Can you share a few of the toughest moments which you had to experience at Asia’s Next Top Model?
It was when my hair was being chopped off. I had really long and naturally curly hair. I was like the only girl who got hair absolutely short. There was moment when they chopped my ponytail and started razing one side of my head. There were no mirrors in the room in which I was sitting. After the session got over, the hair stylists told me, when people look at you, they look at your hair first. That was the biggest challenge for me. That was a leap. I needed to work it all out again, from how to stand in a shoot to how to walk in a ramp with the new persona I became.
I have an intense vertical issue! I cant even come down from an escalator, I take stairs (laughs). We were right on the roof of one the tallest buildings of Malaysia. I was literally on the at the edge with nothing to hold on to. They asked us to keep looking straight and walk the ramp! I had to push myself and make it happen. All the while my heart was on my hand while I had to look like a goddess.
In another task, we were asked to do a lingerie shoot in an artificial ice park. It was like Switzerland inside, the temperature was -3° C. I was freezing in my bones. Yet, I had to make five shots looking absolutely fantastic and not cringing an inch.
For carving a niche, how do you enforce the standards that you have set in place?
I have never gone running after anything. I am calm and spontaneous. Even if you give me a rag I’ll make sure you look like a million dollar bucks.

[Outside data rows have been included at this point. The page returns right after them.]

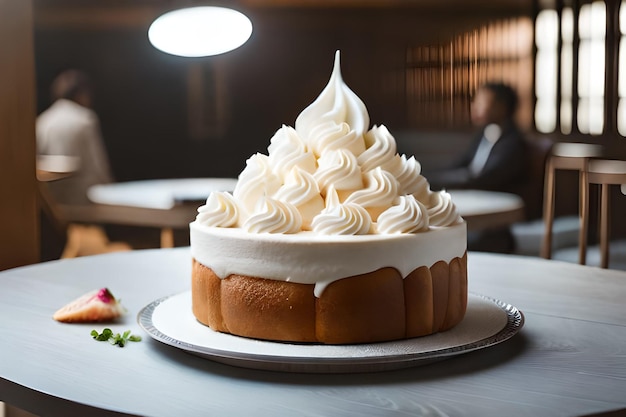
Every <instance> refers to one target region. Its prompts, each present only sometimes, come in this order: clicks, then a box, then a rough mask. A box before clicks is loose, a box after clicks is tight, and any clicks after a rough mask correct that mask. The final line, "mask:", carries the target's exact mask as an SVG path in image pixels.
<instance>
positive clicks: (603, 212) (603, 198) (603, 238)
mask: <svg viewBox="0 0 626 417" xmlns="http://www.w3.org/2000/svg"><path fill="white" fill-rule="evenodd" d="M609 191H610V190H609V184H602V188H601V195H600V267H602V268H608V267H609Z"/></svg>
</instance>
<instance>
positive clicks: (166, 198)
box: [88, 178, 524, 230]
mask: <svg viewBox="0 0 626 417" xmlns="http://www.w3.org/2000/svg"><path fill="white" fill-rule="evenodd" d="M236 183H237V180H236V179H233V178H181V179H159V180H140V181H128V182H119V183H111V184H101V185H95V186H92V187H91V188H90V189H89V192H88V197H89V199H90V200H91V201H93V202H94V203H99V204H102V205H105V206H104V207H102V211H106V205H115V206H118V207H120V206H121V207H125V206H127V207H135V208H145V209H150V210H154V209H157V210H171V209H173V208H175V207H176V205H177V203H178V202H185V201H190V202H195V203H197V204H196V206H197V205H199V204H201V203H200V202H201V201H203V200H206V199H207V197H208V196H209V194H210V193H211V191H214V190H220V191H232V190H233V189H234V188H235V184H236ZM450 194H451V195H452V199H453V200H452V201H454V203H455V204H456V206H457V208H458V210H459V213H460V214H461V216H463V218H464V219H465V220H466V221H467V223H468V229H469V230H479V229H485V228H488V227H499V226H508V225H510V224H512V223H515V222H518V221H522V220H523V219H524V202H523V200H522V199H521V198H520V197H519V196H517V195H515V194H510V193H503V192H493V191H482V190H450ZM185 214H187V213H185ZM192 214H193V213H192ZM151 215H153V213H151ZM187 217H189V215H187V216H183V218H184V221H183V222H181V224H182V226H183V227H186V226H187V223H188V221H189V219H188V218H187ZM144 218H145V216H141V215H140V220H141V221H143V219H144ZM156 218H157V221H158V220H159V218H158V216H157V217H156ZM189 218H190V219H191V217H189ZM170 223H171V222H170ZM168 225H170V224H169V223H168Z"/></svg>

Are there any icons you lookup to For your work?
Walking for Victoria Secrets is the fantasy to be fulfilled!
Sabyaschi is the wizard of clothes. From Bollywood I love the style of Sushmita Sen. I also have plans of working for Manish Arora in the future cards.

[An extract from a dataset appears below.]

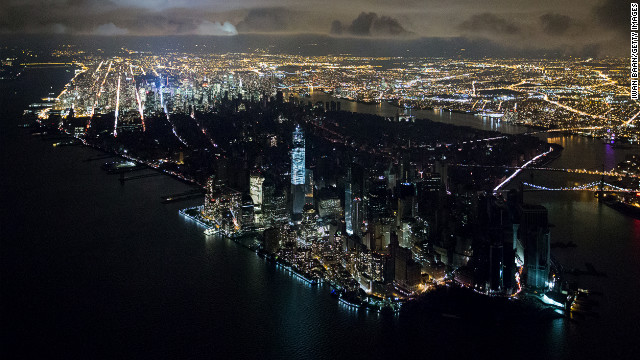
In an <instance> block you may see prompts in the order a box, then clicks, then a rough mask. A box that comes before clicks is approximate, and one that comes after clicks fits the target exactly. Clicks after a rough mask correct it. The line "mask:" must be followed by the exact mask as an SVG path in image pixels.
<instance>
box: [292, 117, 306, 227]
mask: <svg viewBox="0 0 640 360" xmlns="http://www.w3.org/2000/svg"><path fill="white" fill-rule="evenodd" d="M304 160H305V154H304V133H303V132H302V130H301V129H300V125H298V126H296V129H295V131H294V132H293V149H292V150H291V195H292V218H293V220H294V221H300V220H301V218H302V209H303V208H304V203H305V195H306V193H305V185H304V181H305V161H304Z"/></svg>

Fitness is integral to make a great career in modelling. How do you differ between being slim and being skinny?
I think have a great body is very necessary. There is a big difference between skinny and slim.But I have never starved myself. I workout to eat my chocolates. If I consume too much of carbohydrate, I will work out 45 minutes more. Maintaining a brilliant figure to carry all kinds of clothes is very necessary.
What is your word of advice to budding models?
Its not always glamour and glitz. Even if you have confront the roughest hour, you have to be strong enough and look fantastic.
You just have one life. I want to absolutely utilize to the fullest. You need to fail once or twice to be able to pull yourself. If you keep winning where is the whole kick in it. The modelling industry gives a very subjective career.You need to make yourself feel beautiful and walk it. Do it as long as it gives you happiness!